Implications for Scaling Computer-Use Agent Research
CUA-Gym is primarily relevant to researchers and practitioners working on training computer-use agents with reinforcement learning. The open-source release of the synthesis pipeline, dataset, CUA-Gym-Hub environments, and model checkpoints means teams do not need to reconstruct the data generation infrastructure from scratch [1].
Limitations remain. The 110 environments, while broader than prior hand-curated benchmarks, still represent a bounded slice of real-world software. The mock web applications in CUA-Gym-Hub are grounded in real-world software-use distributions but are not identical to production systems. Transfer to WebArena is a positive indicator, but it covers one held-out benchmark rather than the full range of deployment contexts practitioners encounter.
For the broader RLVR and agent-training community, the dataset addresses a specific structural gap: the absence of verified, scalable training data with deterministic rewards for GUI-based agents. Whether the pipeline’s co-generation approach generalizes to non-web desktop environments or other interaction modalities is not addressed in the current work [1].
FAQ
Q. What training algorithm was used with CUA-Gym data, and is it required? The paper reports results using GSPO to train the CUA-Gym-A3B and CUA-Gym-A17B models [1]. The sources do not specify whether the dataset is compatible with other RLVR training algorithms or whether GSPO is a hard requirement.

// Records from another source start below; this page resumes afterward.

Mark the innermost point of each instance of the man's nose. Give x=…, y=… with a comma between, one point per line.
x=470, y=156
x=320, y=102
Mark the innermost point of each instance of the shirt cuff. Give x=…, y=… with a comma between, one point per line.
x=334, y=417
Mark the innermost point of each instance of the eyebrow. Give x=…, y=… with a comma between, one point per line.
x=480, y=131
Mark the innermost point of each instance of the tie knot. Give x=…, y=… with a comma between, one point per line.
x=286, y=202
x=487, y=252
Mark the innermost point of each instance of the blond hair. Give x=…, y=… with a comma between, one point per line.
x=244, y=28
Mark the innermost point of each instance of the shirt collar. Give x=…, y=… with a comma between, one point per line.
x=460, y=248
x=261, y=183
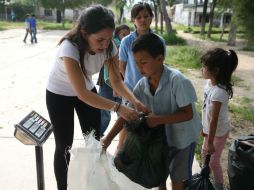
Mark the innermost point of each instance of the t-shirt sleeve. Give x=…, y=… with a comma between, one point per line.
x=67, y=49
x=219, y=95
x=114, y=50
x=123, y=50
x=184, y=92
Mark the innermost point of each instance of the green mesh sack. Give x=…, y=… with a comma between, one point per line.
x=144, y=157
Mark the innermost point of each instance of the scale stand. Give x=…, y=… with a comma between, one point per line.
x=39, y=167
x=34, y=130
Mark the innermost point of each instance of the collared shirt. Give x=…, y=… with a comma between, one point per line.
x=132, y=75
x=174, y=91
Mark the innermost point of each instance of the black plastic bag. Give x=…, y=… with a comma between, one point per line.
x=144, y=157
x=241, y=164
x=200, y=181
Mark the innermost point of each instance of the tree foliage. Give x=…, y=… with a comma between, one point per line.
x=244, y=11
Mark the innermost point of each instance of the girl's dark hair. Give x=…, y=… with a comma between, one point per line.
x=139, y=7
x=148, y=42
x=119, y=28
x=222, y=64
x=91, y=20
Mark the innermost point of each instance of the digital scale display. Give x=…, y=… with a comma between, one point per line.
x=33, y=129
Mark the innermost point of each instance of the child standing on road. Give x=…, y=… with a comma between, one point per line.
x=217, y=66
x=141, y=16
x=27, y=25
x=171, y=98
x=105, y=89
x=33, y=27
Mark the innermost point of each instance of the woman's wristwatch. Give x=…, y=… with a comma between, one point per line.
x=116, y=107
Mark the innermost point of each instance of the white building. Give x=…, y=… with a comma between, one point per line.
x=190, y=14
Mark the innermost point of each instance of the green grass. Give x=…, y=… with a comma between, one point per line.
x=4, y=25
x=173, y=39
x=236, y=80
x=183, y=57
x=41, y=25
x=242, y=109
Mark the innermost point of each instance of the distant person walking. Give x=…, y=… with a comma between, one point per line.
x=33, y=27
x=27, y=25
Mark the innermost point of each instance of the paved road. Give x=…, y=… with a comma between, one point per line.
x=23, y=74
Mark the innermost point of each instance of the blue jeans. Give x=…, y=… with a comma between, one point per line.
x=33, y=35
x=106, y=92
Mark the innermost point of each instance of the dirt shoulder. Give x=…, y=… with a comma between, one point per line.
x=243, y=89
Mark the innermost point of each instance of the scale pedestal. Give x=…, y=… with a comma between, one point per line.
x=34, y=130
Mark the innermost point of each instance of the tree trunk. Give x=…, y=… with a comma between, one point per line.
x=211, y=19
x=222, y=27
x=195, y=12
x=162, y=27
x=121, y=15
x=232, y=34
x=203, y=21
x=165, y=16
x=155, y=15
x=63, y=18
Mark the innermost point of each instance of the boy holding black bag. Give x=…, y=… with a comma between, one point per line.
x=171, y=97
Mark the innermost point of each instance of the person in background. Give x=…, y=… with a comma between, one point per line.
x=81, y=54
x=33, y=27
x=27, y=27
x=120, y=32
x=217, y=67
x=105, y=89
x=141, y=16
x=171, y=98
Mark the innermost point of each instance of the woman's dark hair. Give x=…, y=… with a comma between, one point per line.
x=139, y=7
x=148, y=42
x=222, y=64
x=119, y=28
x=92, y=20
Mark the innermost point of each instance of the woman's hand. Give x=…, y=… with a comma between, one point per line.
x=140, y=107
x=105, y=142
x=210, y=148
x=128, y=114
x=202, y=133
x=151, y=120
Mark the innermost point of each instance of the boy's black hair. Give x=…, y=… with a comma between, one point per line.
x=119, y=28
x=139, y=7
x=222, y=64
x=151, y=43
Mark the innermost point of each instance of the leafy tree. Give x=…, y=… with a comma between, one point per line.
x=165, y=16
x=71, y=4
x=244, y=14
x=203, y=20
x=211, y=18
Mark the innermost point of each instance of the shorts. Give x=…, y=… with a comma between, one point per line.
x=180, y=167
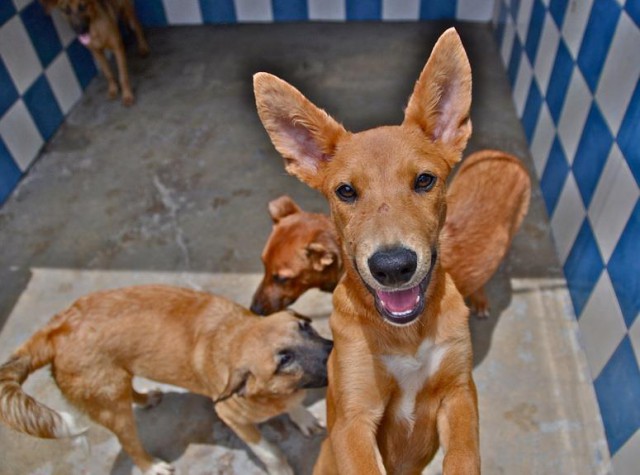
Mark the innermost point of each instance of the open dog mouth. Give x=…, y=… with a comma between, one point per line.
x=401, y=307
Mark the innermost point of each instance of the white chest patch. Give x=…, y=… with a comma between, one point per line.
x=411, y=373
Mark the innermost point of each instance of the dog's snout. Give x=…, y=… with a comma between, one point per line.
x=394, y=266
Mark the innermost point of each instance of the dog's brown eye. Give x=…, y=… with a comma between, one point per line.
x=424, y=182
x=346, y=193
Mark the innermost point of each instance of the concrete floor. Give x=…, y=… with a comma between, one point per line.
x=175, y=190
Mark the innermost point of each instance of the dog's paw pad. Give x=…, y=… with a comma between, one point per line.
x=160, y=468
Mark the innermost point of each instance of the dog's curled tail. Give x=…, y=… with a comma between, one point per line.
x=19, y=410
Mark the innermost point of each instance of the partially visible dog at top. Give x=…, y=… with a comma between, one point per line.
x=253, y=368
x=96, y=24
x=486, y=203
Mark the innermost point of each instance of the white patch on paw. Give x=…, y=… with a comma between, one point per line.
x=160, y=468
x=305, y=421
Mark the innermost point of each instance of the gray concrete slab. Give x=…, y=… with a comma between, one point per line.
x=175, y=190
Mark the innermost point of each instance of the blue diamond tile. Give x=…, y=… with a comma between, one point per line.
x=218, y=11
x=514, y=61
x=597, y=39
x=633, y=9
x=8, y=91
x=629, y=134
x=500, y=24
x=7, y=10
x=583, y=267
x=559, y=81
x=623, y=268
x=42, y=32
x=618, y=393
x=151, y=12
x=558, y=8
x=554, y=176
x=9, y=173
x=43, y=107
x=290, y=10
x=364, y=10
x=430, y=10
x=82, y=62
x=591, y=156
x=532, y=110
x=535, y=30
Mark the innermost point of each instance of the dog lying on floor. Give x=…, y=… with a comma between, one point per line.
x=400, y=381
x=253, y=368
x=486, y=203
x=96, y=23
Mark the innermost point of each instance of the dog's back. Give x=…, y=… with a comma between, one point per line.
x=475, y=239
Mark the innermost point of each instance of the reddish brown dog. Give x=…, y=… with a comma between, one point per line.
x=96, y=23
x=254, y=368
x=486, y=202
x=400, y=381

Q. How does CUA-Gym-Hub differ from existing web benchmarks? CUA-Gym-Hub is described as a suite of mock web applications synthesized to reflect real-world software-use distributions, rather than a set of live or recorded web interactions [1]. It was created specifically to expand the number of available training environments, which the researchers identified as a separate bottleneck from training data volume.
Q. Does the dataset transfer to environments outside the 110 included ones? The WebArena benchmark results suggest some degree of transfer beyond the training environments, but the sources do not quantify how broadly that transfer extends or which environment types benefit most [1].

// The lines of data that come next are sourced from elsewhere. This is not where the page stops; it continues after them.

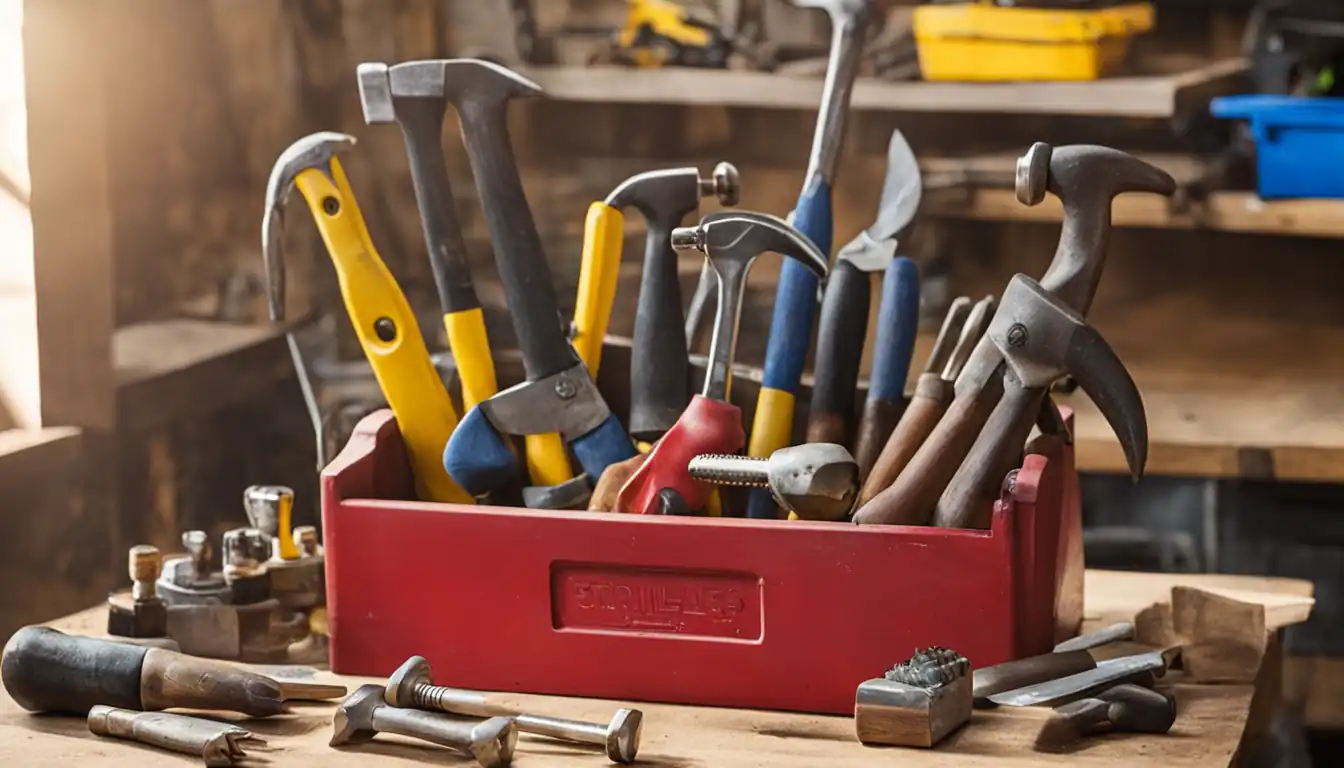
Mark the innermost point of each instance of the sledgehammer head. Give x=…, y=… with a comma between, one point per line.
x=313, y=152
x=1086, y=179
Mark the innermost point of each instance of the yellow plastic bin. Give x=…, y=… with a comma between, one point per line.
x=979, y=42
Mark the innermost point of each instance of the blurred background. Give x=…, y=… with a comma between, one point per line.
x=141, y=386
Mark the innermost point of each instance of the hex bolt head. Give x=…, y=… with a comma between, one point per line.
x=1032, y=178
x=402, y=683
x=493, y=741
x=622, y=736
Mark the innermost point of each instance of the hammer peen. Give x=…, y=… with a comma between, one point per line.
x=960, y=467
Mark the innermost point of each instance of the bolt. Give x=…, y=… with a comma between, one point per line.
x=411, y=686
x=816, y=482
x=363, y=714
x=145, y=564
x=305, y=538
x=198, y=546
x=566, y=389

Q. When will the pipeline, dataset, and models be publicly available? The paper states the researchers will open-source the full synthesis pipeline, dataset, CUA-Gym-Hub environments, and models, but the sources do not specify a release date or hosting location [1].

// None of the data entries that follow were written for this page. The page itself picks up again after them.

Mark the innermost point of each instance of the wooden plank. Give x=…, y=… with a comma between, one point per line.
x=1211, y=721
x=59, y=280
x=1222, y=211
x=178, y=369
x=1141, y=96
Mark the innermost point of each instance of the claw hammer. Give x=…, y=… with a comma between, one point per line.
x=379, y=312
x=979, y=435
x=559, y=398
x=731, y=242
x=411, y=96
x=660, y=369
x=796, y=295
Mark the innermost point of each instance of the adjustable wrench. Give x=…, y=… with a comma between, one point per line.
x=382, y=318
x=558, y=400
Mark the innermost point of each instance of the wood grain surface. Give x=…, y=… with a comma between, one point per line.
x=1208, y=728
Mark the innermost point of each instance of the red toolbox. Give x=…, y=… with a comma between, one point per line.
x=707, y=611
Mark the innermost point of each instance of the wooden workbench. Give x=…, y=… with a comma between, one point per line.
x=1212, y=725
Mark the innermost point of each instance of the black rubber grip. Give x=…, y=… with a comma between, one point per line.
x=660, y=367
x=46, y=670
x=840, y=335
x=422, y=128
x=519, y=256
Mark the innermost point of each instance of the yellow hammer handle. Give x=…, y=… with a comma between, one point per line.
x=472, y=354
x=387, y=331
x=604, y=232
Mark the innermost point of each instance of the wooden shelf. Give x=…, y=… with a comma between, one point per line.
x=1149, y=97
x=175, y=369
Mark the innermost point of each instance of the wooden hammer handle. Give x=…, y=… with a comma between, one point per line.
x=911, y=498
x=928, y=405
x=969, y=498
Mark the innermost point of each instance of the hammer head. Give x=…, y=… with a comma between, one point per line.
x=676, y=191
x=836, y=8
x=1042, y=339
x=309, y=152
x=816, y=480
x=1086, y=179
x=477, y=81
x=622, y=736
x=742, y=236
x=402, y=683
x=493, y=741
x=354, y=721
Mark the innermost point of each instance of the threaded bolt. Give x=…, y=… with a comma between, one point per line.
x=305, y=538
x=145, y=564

Q. What distinguishes CUA-Gym’s verification from LLM-as-judge approaches? CUA-Gym combines a Generator-Discriminator adversarial loop during generation with a final filter using LLM majority voting and agent rollouts [1]. The paper positions this as more reliable than LLM-as-judge datasets, which the authors describe as scaling broadly but lacking reliable verification.
Key takeaways
- CUA-Gym produces 32,112 verified RLVR training tuples across 110 environments, addressing the scarcity of deterministic training signals for computer-use agents [1].
- A three-agent architecture (Generator, Discriminator, orchestrator) co-generates task instructions, environment states, and reward functions through iterative execution rounds, enforcing internal consistency before filtering [1].
- A final quality filter combining LLM majority voting and agent rollouts provides an additional verification layer beyond the per-task adversarial loop [1].
- Models trained on CUA-Gym data with GSPO reached 62.1% (3B scale) and 72.6% (17B scale) on OSWorld-Verified, outperforming prior open-source agents at comparable sizes, with transfer gains also observed on WebArena [1].
- The full pipeline, dataset, CUA-Gym-Hub mock web application suite, and model checkpoints are planned for open-source release [1].